Decided May 18, 1999.

During the course of the trial, evidence was admitted for the purpose of showing that Todd had fraudulently handled invoices for the automotive repair business which he owned and operated and which was located adjacent to Martinez Paint & Body. The automotive repair business leased space in the building from Marshall, and lease payments were calculated in part as a percentage of the gross business receipts. The invoice evidence was relevant to Marshall’s counterclaim against Todd for fraud relating to the lease. However, at the close of the evidence, the trial court granted a directed verdict in favor of Todd on Marshall’s counterclaim on the basis that the lease claim had been previously adjudicated in a bankruptcy proceeding filed by Todd on behalf of the automotive repair business.

The trial court did not err by refusing to remove the invoice evidence from the record. Evidence that Todd fraudulently handled invoices in the adjacent automotive repair business was also relevant to the defense of Todd’s claim for breach of the employment agreement, which relied on evidence that Todd was terminated because of dishonest behavior as well as incompetence after he was hired as manager of Martinez Paint & Body. John W. Rooker & Assoc. v. Wilen Mfg. Co., 211 Ga. App. 519 (439 SE2d 740) (1993).
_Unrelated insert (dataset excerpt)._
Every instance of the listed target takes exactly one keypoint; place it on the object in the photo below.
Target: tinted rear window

(b) Todd also contends he is entitled to a new trial because the trial court erroneously excluded proffered evidence in support of his effort to pierce the corporate veil between Marshall and Martinez Paint & Body, Inc. and hold Marshall personally liable on his claim for breach of the employment agreement. We find no error in the trial court’s ruling. In support of the effort to pierce the corporate veil, the trial court allowed Todd to produce evidence that Marshall spent corporate funds for personal purposes, but properly excluded other highly prejudicial evidence related to the alleged purpose of the spending which had little or no relevance. In any event, this issue was rendered moot by the jury’s verdict finding no breach of the employment agreement.
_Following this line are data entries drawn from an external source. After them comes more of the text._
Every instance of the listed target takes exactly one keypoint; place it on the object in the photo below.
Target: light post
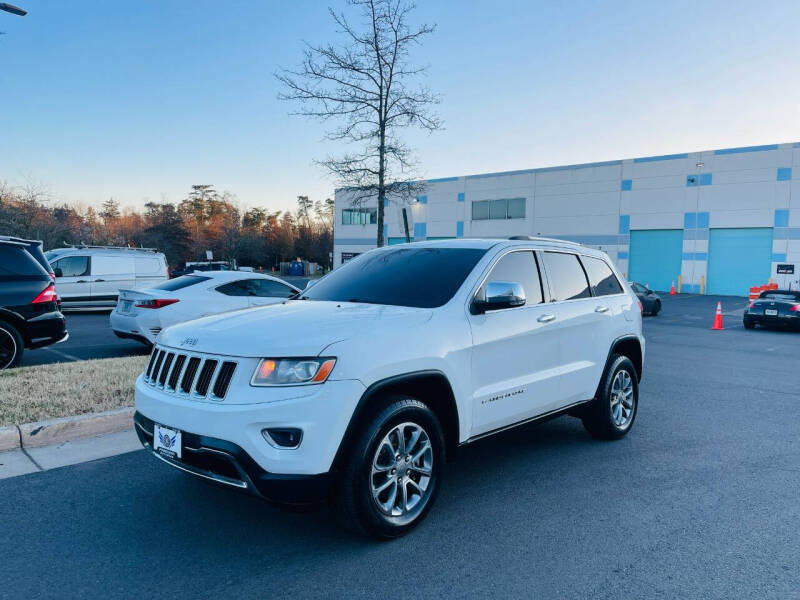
(699, 166)
(14, 10)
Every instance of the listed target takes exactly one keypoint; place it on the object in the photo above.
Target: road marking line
(63, 354)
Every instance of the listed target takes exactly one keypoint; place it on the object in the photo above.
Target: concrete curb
(67, 429)
(9, 438)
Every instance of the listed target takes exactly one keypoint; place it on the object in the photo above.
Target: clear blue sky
(139, 100)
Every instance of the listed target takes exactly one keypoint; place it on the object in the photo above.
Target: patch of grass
(64, 389)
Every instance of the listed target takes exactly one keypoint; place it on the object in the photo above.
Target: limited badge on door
(167, 442)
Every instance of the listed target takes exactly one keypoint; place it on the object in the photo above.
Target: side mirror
(497, 295)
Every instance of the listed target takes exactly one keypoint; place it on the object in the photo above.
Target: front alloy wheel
(401, 471)
(612, 412)
(393, 470)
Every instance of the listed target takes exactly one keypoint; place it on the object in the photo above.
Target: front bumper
(322, 412)
(228, 465)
3. We need not address Todd’s remaining enumerations of error relating to the amount of the damages awarded on the counterclaim for fraudulent inducement brought by Martinez Paint & Body, Inc.

Judgment affirmed in part and reversed in part.

McMurray, P. J., and Ruffin, J., concur.

John P. Batson, for appellant.

Fleming, Blanchard, Jackson & Durham, James G. Blanchard, Jr., J. David Roper, for appellees.